I need to crunch some theory i think first, but the volume of the airbox should be ideally 10-12x the engine volume if I am not mistaken...

[ace.cafe]

It is permissable to make the inlet duct shaped like a velocity stack if you wish, but it should also have a similar bell shape coming into the airbox, because we would like to control the pressure recovery behavior in the airbox by the shape of the inlet diffusor.
So, without getting very technical and wordy, there should be as much flare as possible on the inside end of the inlet duct to keep the inlet air as laminar as possible, and to assist pressure recovery in the airbox(which is just a term for controlling the transition of energy from velocity to static pressure). This reduces turbulence problems.

General principles for airbox design would say it should be as large as the physical restraints can permit in the application, but never any smaller than 1.25 x engine displacement.

The actual inlet tract stack/bellmouth which resides inside the airbox, and is part of the extension of the throttle body may extend into the airbox for a distance, as long as the end of the bellmouth is at least 2 x diameter of the bellmouth from the opposite wall, and there is at least 1 x diameter of the bellmouth all around the edges of the bellmouth to the nearest walls, for flow clearance.

All these dimensions can be adjusted to less than ideal if necessary, but there may/will be a negative impact by doing so.

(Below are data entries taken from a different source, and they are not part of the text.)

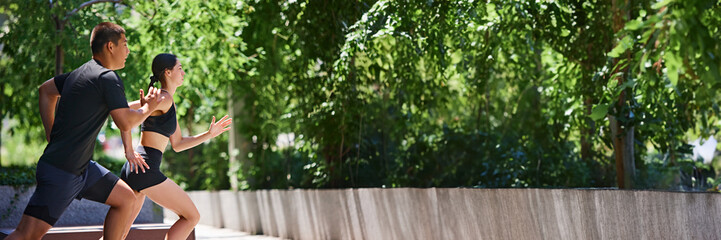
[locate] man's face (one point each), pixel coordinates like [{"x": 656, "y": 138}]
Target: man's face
[{"x": 120, "y": 52}]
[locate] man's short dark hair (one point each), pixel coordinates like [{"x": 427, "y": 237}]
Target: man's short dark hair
[{"x": 104, "y": 33}]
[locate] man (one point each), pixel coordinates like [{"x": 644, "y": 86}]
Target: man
[{"x": 65, "y": 171}]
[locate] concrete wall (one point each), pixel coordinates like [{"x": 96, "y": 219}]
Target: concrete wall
[
  {"x": 79, "y": 213},
  {"x": 438, "y": 213}
]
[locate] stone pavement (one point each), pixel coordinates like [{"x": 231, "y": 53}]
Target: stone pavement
[{"x": 204, "y": 232}]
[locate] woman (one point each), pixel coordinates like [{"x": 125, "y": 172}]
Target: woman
[{"x": 157, "y": 130}]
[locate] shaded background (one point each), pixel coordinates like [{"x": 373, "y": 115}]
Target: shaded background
[{"x": 336, "y": 94}]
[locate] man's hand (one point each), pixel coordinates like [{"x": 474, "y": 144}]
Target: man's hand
[
  {"x": 135, "y": 160},
  {"x": 142, "y": 98},
  {"x": 216, "y": 128},
  {"x": 153, "y": 98}
]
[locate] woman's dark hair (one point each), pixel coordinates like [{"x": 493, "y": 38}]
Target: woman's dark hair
[{"x": 160, "y": 63}]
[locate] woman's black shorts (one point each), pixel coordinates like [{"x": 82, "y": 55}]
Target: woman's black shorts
[{"x": 149, "y": 178}]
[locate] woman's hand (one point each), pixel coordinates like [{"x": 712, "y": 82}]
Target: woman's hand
[
  {"x": 216, "y": 128},
  {"x": 135, "y": 160}
]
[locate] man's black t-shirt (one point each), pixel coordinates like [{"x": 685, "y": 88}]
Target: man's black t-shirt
[{"x": 88, "y": 94}]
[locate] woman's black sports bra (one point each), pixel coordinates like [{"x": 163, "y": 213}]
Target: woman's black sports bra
[{"x": 165, "y": 124}]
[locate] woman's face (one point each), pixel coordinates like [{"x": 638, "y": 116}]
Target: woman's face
[{"x": 176, "y": 74}]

So, try to get as close as you can.

[Otto_Ing]

The airbox is as big as it gets, my best guess is about 5 liters. Now the issue I see is the length of the snorkel/stack going in the airbox from as there is not much space behind the side panel. Also for what rpm should this box be tuned to? 1/3 - 1/2 max rpm?

[ace.cafe]

The airbox is as big as it gets, my best guess is about 5 liters. Now the issue I see is the length of the snorkel/stack going in the airbox from as there is not much space behind the side panel. Also for what rpm should this box be tuned to? 1/3 - 1/2 max rpm?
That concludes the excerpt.